Neste sentido, sugere-se que passem a ser designadas por Assembleias de Coordenação Distrital, assumindo competências iminentemente políticas, nomeadamente proceder ao acompanhamento da execução do PIDDAC na área respectiva, bem como receber, periodicamente, informação detalhada dos serviços desconcentrados da administração central sobre o desenvolvimento das suas actividades no Distrito.

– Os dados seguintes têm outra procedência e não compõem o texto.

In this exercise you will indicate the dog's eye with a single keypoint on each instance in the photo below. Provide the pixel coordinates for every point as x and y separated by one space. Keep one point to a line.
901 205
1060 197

Deverá ainda ser competência deste órgão proceder ao acompanhamento e avaliação da concretização das transferências de competências universais e não universais da administração central para os Municípios e Associações de Municípios, em curso na área do Distrito» (9).

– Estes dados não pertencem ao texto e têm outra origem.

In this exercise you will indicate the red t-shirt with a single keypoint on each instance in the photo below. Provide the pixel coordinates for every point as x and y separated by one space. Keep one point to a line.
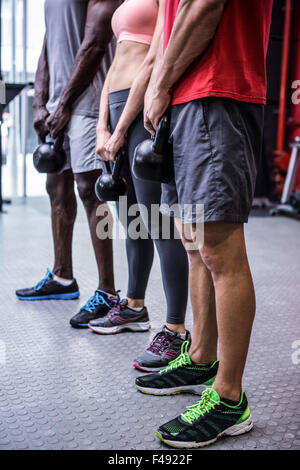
233 65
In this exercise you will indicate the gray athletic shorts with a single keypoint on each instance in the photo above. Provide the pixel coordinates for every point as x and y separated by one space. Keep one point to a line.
80 145
217 148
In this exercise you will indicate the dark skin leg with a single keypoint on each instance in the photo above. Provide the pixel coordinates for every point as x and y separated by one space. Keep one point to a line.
102 248
63 213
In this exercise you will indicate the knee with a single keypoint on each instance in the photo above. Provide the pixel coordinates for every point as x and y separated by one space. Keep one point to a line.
86 191
213 260
62 199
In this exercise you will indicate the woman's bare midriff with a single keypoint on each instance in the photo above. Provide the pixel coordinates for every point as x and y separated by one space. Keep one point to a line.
128 59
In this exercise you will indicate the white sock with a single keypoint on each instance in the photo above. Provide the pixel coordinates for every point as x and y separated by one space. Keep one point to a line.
60 281
182 335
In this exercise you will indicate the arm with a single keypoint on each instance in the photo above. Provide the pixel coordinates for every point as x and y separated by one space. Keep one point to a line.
103 134
135 102
41 94
194 28
97 35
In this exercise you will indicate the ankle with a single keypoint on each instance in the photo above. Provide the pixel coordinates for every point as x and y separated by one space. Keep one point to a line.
135 303
63 279
177 328
227 391
202 357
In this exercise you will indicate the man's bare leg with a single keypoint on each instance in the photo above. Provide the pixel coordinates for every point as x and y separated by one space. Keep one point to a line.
203 349
103 248
60 188
224 254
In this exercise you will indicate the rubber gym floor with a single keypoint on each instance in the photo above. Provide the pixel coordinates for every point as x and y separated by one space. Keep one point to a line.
62 388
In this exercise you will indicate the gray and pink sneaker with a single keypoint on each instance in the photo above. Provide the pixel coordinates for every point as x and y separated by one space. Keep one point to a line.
119 318
165 347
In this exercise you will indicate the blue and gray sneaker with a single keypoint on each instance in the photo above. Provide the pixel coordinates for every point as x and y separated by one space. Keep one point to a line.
48 288
96 307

Repescar a autarquia distrital, parece ser, na perspectiva de J. P. Baptista Dias(10), num período transitório até à criação efectiva das regiões administrativas, a forma ideal de resolver o problema, tendo em consideração a necessidade de aumentar a eficiência e eficácia do funcionamento dos múltiplos serviços desconcentrados que operam nesse nível territorial, a tradição no que se refere à aceitação, globalmente consensual, dos limites geográficos do distrito e a minimização dos custos de implantação de novos serviços por aproveitamento de estruturas já existentes.

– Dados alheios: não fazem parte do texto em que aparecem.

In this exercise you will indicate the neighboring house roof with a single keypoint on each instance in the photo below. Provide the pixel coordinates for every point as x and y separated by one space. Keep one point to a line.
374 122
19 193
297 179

Segundo aquele especialista em Administração e Políticas Públicas, a “revitalização dos Distritos e promoção do associativismo das autarquias distritais”, a quem caberia a «coordenação das actividades dos municípios», faz todo o sentido após a rejeição das referendadas regiões administrativas, sendo imprescindível que se proceda, contudo, à «redefinição das respectivas atribuições e competências», entretanto esvaziadas com a entrada em vigor do Decreto-Lei n.º 5/91. Fundamental seria, também, que a eleição dos seus órgãos (deliberativo – a actual assembleia distrital, e executivo – a futura junta distrital) fosse efectuada numa «base democrática», presume-se que através de sufrágio directo e universal.


(4) AVELINO, Alberto, Intervenção no I Encontro Nacional Distritos 2000 - Pensar o Amanhã, Lisboa, 9 de Novembro de 2000.
(5) Projecto de Lei n.º 23/VIII – 1.ª sessão legislativa, 25 de Novembro de 1999, da iniciativa do deputado António Capucho e outros.
(6) Proposta de alteração do Decreto-Lei n.º 5/91, de 8 de Janeiro, apresentada pela «Pró Comissão de Trabalhadores das Assembleias Distritais» aos Grupos Parlamentares da Assembleia da República, em Julho de 2001.
 (7) Alínea d) do artigo 14.º do Projecto de Lei n.º 560/VII, de 1 de Setembro de 1998, da iniciativa do deputado Marques Mendes, e outros.
(8) Intervenção do deputado Honório Novo na Assembleia da República, 3 de Novembro de 2000.
(9) Linhas programáticas para 2002/2004, documento aprovado no XIII Congresso da Associação Nacional de Municípios Portugueses, realizado em 12 e 13 de Abril de 2002.
(10) «Descentralização Administrativa e Alternativas à Regionalização», Revista de Administração e Políticas Públicas, vol. II, n.º 1, 2001.